Comment appréciez-vous alors le visage d'Abidjan aujourd'hui ?
Abidjan est une partie de l'âme des Ivoiriens et de nombreux citoyens originaires de l'Afrique de l'Ouest. Abidjan avait une géographie de la nuit, à travers les jeux d'ombre et de lumière sur la lagune ébrié. Les réverbérations des immeubles et de leurs enseignes révèlent qu'Abidjan rayonne et dévoile au visiteur étranger sa modernité. Cependant, aujourd'hui, la géographie diurne avec les embouteillages, l'encombrement des voies modernes par une activité commerciale informelle débordante et hypertrophiée, les pollutions multiformes et l'encombrement humain de certains quartiers, dévoile les problèmes d'Abidjan et les enjeux et défis à relever pour préserver le statut de modernité. De l'autre côté, le cosmopolitisme et le bouillonnement culturel démasquent une autre dimension de l'identité de l'espace abidjanais. Abidjan est de ce point de vue le melting-pot, le creuset de l'Afrique occidentale dans lequel les brassages physiques et culturels entre Ivoiriens, et entre Ivoiriens et étrangers sont en train de modeler le nouvel " homo-ivoirensis " du futur. Vingt cinq pour cent des naissances à Abidjan sont issus d'un croisement ivoirien-étranger depuis plusieurs années. En définitive, je voudrais que vous vous référiez à un jugement de Jeune Afrique L'Intelligent, au début de 2002, qui a écrit qu' " Abidjan est une métropole de plus en plus dégradée et anarchique ".
Quelles sont vos solutions face à " l'informélisation de l'espace " évoquée justement dans cet article que vous citez ?

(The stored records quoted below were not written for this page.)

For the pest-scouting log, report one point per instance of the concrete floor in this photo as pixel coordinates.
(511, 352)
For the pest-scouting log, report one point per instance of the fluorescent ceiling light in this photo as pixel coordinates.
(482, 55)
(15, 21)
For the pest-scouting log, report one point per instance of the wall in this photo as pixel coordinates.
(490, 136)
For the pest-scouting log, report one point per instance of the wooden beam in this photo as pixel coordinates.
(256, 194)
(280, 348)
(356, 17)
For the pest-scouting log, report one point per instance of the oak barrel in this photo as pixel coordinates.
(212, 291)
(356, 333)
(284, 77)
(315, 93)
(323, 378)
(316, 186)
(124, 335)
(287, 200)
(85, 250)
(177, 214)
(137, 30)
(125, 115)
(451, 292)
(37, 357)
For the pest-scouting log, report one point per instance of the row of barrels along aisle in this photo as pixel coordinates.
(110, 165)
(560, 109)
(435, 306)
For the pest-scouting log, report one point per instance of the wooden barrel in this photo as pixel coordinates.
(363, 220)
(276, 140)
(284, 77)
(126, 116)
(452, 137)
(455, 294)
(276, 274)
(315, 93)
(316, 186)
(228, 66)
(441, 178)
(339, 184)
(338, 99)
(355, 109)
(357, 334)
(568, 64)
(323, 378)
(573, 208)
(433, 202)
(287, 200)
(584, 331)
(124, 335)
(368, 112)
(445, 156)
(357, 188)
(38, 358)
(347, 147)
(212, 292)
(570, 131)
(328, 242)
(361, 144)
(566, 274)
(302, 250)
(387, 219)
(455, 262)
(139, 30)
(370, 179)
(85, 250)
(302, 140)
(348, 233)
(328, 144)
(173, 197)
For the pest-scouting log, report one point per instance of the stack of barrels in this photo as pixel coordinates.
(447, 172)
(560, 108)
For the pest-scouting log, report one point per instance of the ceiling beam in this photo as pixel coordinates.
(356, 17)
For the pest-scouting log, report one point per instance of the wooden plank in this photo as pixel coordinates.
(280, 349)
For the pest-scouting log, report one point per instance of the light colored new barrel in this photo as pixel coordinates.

La ville d'Abidjan se développe aujourd'hui selon une logique dans laquelle le secteur informel prend une importance démesurée qui comble les insuffisances du secteur formel ou légal. Le résultat à Abidjan, est un laisser-faire général et un désordre général dans lesquels les petits métiers qui foisonnent règnent en maîtres et dictent leurs lois. Le temps est venu de la prendre en considération dans ses incidences spatiales pour nous éviter des catastrophes au niveau de leurs conséquences déjà très lourdes sur la dégradation de l'environnement et du cadre de vie à Abidjan. C'est un enjeu majeur du futur qui interpelle tous les candidats à une élection présidentielle dont les reports successifs plongent la Côte d'Ivoire dans des incertitudes de plus en plus critiques et dans une instabilité politique qui rend notre pays et Abidjan de plus en plus vulnérables. Abidjan a été pensée et construite pour rayonner et donner une audience internationale à la Côte d'Ivoire. Ce pari a été réussi du fait de la tradition de réflexion prospective et d'action impulsée lors des vingt premières années de l'indépendance. Cette tradition est relancée depuis trois ans avec le lancement de Côte d'voire 2040 après Côte d'Ivoire 2000, Côte d'Ivoire 2010 et Côte d'Ivoire 2025 sous Houphouët et Bédié. Je souhaite que la ville d'Abidjan qui concentrait 46% des urbains et plus de 20% des Ivoiriens en 1998 soit largement bénéficiaire des retombées de Côte d'Ivoire 2040 pour le plus grand bien des générations futures et émerge comme le pôle économique le plus moderne et le plus attractif de notre sous région qu'elle a toujours voulu être. Notre stratégie de développement doit nous tirer vers le haut, d'un président à l'autre plutôt que vers le bas.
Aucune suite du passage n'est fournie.